0) Mandatory disclaimer (at the start of every conversation)
Copy–paste
“Be fair and critically factual — without a flattering tone and without automatic agreement. You only see my version. First look for my share of responsibility, and only then for the other person’s mistakes.”
1) AI sees only one side
  • AI doesn’t know the other person or the context. If you give it a one-sided story, it will often respond one-sidedly.
  • Force this: “Write 2–3 credible alternative interpretations of the other person’s behavior (neutral / most charitable / toughest plausible — without diagnoses).”
2) Separate facts, interpretations, and assumptions
  • Facts: what objectively happened (who said/did what).
  • Interpretations: what you make it mean (“this means that…”).
  • Assumptions / projections: what you’re only guessing (“they must have wanted…”).
  • Ask AI to state confidence for conclusions (low/medium/high).
3) Priority: your share first
  • This isn’t self-flagellation. It’s about control: what you can change.
  • Force the question: “Where did I make it worse?
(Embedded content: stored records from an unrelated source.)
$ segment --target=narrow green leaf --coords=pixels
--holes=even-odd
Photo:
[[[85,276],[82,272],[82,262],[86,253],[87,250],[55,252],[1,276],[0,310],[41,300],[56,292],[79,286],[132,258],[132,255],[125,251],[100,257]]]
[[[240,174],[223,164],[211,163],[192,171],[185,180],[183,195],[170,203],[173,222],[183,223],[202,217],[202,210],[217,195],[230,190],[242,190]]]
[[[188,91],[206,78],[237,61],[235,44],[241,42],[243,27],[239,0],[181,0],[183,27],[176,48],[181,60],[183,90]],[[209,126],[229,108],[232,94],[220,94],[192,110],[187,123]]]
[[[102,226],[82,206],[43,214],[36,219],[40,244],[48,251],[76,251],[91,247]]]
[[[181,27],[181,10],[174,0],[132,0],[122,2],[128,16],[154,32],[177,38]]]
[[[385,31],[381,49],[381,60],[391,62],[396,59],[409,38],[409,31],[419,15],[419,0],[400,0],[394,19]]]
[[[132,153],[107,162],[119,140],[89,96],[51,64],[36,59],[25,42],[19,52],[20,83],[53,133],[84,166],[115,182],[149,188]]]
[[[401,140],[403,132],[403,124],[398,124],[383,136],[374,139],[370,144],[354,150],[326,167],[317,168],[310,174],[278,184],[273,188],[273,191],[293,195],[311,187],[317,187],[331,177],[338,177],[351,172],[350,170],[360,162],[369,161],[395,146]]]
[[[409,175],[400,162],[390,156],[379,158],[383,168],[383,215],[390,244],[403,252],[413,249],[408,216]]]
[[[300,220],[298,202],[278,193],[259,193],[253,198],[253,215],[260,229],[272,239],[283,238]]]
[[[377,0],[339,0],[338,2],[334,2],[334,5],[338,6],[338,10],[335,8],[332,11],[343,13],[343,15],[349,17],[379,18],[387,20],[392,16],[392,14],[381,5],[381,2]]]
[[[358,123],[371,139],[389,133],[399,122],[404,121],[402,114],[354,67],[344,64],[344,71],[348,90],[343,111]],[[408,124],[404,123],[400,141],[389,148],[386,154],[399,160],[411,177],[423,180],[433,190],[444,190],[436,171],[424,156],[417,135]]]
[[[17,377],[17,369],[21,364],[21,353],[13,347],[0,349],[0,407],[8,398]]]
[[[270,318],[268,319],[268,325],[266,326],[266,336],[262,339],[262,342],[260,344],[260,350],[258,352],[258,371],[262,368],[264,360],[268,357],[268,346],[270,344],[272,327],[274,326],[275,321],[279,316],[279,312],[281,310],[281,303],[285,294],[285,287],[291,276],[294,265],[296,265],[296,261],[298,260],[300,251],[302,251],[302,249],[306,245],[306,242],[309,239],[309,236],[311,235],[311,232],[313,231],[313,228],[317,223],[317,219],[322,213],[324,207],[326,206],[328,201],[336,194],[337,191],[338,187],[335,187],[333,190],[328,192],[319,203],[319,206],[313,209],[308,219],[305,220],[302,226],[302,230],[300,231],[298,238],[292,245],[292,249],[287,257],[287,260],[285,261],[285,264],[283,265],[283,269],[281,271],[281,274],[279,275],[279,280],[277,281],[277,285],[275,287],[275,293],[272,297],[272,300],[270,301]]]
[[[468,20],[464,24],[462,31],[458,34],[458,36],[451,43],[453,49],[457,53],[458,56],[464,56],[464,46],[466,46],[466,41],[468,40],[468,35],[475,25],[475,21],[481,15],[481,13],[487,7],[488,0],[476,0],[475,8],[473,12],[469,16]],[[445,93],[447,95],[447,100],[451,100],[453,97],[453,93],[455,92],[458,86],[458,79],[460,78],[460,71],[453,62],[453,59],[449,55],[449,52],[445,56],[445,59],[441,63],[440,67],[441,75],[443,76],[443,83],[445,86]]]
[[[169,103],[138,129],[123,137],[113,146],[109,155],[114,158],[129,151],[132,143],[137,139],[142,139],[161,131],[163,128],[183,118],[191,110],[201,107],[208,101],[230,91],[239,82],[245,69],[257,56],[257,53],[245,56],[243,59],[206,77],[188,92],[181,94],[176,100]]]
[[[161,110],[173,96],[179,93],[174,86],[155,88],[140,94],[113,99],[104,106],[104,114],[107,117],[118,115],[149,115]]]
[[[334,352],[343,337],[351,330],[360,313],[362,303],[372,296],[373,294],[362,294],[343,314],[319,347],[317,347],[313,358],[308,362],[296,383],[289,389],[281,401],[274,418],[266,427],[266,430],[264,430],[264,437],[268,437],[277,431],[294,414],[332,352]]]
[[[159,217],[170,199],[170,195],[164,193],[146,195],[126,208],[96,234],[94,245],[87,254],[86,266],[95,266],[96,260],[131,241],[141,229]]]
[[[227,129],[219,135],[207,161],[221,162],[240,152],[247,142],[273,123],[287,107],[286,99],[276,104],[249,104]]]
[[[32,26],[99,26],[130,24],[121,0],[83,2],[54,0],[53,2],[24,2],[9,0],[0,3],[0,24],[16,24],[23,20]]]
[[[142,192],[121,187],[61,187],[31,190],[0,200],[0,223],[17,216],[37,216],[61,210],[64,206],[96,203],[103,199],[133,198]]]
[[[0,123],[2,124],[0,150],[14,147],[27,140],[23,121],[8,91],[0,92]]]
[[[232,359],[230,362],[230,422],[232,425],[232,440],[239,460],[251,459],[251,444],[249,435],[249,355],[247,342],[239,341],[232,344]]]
What was my mistake in communication style?”
4) A brake on irreversible moves
  • In the heat of emotion, don’t do: ultimatums, blocking, “final messages,” “break up right now.”
  • AI should first run a STOP-check: risks, long-term consequences, and a reversible alternative.
  • Rule: delay 48 hours for irreversible decisions.
5) A reversible step instead of judgments
  • A “reversible step” = a small, safe move forward that doesn’t close anything forever.
  • Typical forms: set a time to talk, name a need, offer a compromise, apologize for tone, ask for clarification.
  • Every answer should end with: 1 concrete step within 24 hours (what you will do).
6) What not to ask AI for
  • “Tell me who’s to blame.” (it has only one version)
  • “Confirm I’m right and the other person is wrong.” (relief, but it hardens the conflict)
  • “Diagnose them.” (labels instead of working with behavior)
  • “Write an ultimatum for them” while you’re emotional (AI can write it, but you have to live with it)
7) When to trust AI less
  • When you’re in strong emotions (anger, panic, euphoria) — slow down, delay.
  • When you want “quick relief” — risk of having your narrative validated.
  • When it involves safety, trauma, addictions, repeated destructive cycles — prioritize a real person/therapist.
8) Clear limits of AI
  • AI is not a therapist and doesn’t carry responsibility for the consequences of your actions.
  • AI is good at: structuring thoughts, offering alternatives, de-escalating, drafting a factual message.
  • AI cannot: verify the other side’s reality, read nonverbal cues, know the history of the dynamic.
Recommendation: when in doubt, always ask in a way that leads to self-reflection, not ego validation.
If there is fear, coercion, threats, stalking, violence, or an acute mental health crisis, AI is not the right tool. Talk to people and professionals.